A Maine Coon with the patience of a Buddhist monk and the soul of a philosopher, Lorenzo the Cat was born on Halloween and tossed in a garbage can at birth—a taumatic ordeal that he has fully recovered from without the aid of psychotherapy.
Joann Biondi is a Miami-based photographer and journalist whose work has appeared in dozens of publications including The New York Times, Miami Herald, National Geographic Traveler, and Travel & Leisure.
She adopted Lorenzo when he was a few weeks old and instantly sensed that she had a natural model on her hands—for Lorenzo, the camera was catnip. He loved it. And he loved wearing clothes. It was as if he knew that that’s what he was put on the planet to do. Wear clothes, pose for the camera, and make people laugh.
They have a lot of fun together, Biondi and Lorenzo, and what takes place between them is nothing less than a respectful collaboration. Lorenzo knows what’s going on. When the clothes come out and the lens cap is removed, he’s ready to go to work. He is an active, earnest participant in the shoot. And when he’s in the mood, he can totally work it, serve it, slam it, and bring it on home.

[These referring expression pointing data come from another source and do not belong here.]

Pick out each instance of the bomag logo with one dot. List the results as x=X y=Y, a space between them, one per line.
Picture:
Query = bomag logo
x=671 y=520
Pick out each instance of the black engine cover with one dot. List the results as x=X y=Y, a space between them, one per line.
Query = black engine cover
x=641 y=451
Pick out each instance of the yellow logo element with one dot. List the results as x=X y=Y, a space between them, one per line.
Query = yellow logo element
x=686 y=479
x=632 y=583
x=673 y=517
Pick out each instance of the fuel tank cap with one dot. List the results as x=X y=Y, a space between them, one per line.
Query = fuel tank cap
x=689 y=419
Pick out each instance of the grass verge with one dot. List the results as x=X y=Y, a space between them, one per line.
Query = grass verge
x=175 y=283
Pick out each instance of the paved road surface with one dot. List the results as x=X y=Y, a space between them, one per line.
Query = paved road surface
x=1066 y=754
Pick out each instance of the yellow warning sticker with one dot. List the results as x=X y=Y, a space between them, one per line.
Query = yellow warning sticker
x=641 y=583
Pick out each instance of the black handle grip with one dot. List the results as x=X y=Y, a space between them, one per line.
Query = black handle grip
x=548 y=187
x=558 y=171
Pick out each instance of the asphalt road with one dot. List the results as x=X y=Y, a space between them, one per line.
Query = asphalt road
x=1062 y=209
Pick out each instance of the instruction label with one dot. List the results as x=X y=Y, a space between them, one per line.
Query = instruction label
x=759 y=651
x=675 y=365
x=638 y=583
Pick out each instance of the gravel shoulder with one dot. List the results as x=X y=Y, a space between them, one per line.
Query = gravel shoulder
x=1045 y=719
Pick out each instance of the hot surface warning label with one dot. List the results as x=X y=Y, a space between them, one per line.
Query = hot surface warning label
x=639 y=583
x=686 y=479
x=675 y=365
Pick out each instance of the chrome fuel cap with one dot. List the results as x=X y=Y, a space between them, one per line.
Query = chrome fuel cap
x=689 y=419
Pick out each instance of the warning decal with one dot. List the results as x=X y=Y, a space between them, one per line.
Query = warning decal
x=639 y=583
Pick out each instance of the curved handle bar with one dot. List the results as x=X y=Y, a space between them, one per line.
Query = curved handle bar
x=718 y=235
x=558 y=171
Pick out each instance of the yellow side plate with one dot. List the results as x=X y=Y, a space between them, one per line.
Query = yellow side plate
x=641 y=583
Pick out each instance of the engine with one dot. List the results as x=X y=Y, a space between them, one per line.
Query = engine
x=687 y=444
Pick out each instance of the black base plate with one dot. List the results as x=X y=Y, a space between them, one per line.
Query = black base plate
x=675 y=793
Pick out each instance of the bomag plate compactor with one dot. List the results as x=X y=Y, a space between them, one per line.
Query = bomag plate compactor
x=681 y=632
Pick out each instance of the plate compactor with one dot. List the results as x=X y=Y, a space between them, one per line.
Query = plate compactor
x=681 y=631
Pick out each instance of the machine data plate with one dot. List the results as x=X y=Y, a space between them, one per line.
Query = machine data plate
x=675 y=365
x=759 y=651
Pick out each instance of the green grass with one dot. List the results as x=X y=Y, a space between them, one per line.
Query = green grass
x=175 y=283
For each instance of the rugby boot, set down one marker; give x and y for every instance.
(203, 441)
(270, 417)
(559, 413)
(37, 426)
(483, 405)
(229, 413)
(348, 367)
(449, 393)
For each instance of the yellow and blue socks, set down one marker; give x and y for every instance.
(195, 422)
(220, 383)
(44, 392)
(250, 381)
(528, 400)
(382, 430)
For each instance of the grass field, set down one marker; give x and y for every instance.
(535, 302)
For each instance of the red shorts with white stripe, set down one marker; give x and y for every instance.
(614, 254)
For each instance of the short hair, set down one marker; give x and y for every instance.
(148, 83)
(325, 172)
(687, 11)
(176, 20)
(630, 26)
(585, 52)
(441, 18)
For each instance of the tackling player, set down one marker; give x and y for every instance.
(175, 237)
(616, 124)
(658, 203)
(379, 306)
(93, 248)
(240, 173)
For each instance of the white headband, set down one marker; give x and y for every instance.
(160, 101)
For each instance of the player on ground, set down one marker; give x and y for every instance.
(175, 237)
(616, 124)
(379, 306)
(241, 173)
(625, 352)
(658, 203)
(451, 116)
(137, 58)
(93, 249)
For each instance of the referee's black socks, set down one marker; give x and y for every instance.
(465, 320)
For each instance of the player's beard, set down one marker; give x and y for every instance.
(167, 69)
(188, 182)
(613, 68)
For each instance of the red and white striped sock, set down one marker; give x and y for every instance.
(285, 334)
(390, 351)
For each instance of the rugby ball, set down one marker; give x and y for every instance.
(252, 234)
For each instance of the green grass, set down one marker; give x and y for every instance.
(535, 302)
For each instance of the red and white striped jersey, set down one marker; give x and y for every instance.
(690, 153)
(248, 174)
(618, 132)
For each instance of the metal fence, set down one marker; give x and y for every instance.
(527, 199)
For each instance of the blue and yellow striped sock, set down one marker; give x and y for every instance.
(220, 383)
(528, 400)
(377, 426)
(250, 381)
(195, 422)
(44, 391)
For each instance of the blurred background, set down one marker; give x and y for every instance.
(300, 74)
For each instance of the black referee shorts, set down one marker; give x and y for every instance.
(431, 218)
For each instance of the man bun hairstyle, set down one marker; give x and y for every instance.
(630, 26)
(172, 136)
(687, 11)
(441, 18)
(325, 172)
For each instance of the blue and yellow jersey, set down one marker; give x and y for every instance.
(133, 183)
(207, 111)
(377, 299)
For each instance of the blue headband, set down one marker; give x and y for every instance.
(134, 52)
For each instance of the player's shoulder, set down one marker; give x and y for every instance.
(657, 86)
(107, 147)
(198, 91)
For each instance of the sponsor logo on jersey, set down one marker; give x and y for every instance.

Yes, Biondi attributes “human characteristics” to Lorenzo, and to claims that she is guilty of anthropomorphism she says, feh! Like Charles Darwin, she sees the difference between humans and animals as a matter of degree rather than kind, and believes cats—and all animals—do indeed feel and express emotions. She thinks there is an innate intelligence inside Lorenzo’s furry little head, and she tries to capture that intelligence in her photographs. And she does so naturally; no Photoshop magic wand involve.
Biondi’s photos challenge preconceived notions of what a cat will or will not do. They lie outside the grid of convention, and deliver a new perspective on the cliché of cats being stubborn and aloof. It is the juxtaposition of human clothing on a cat’s body that renders them startling, and at the same time, enchanting, intriguing, and compelling. Simple yet strange, the photos are a testament to the inherent beauty in the feline form. They spark the imagination, force us to smile, and speak to the bond among all sentient beings.
And they are thump on the head to anyone who believes that animals don’t have souls.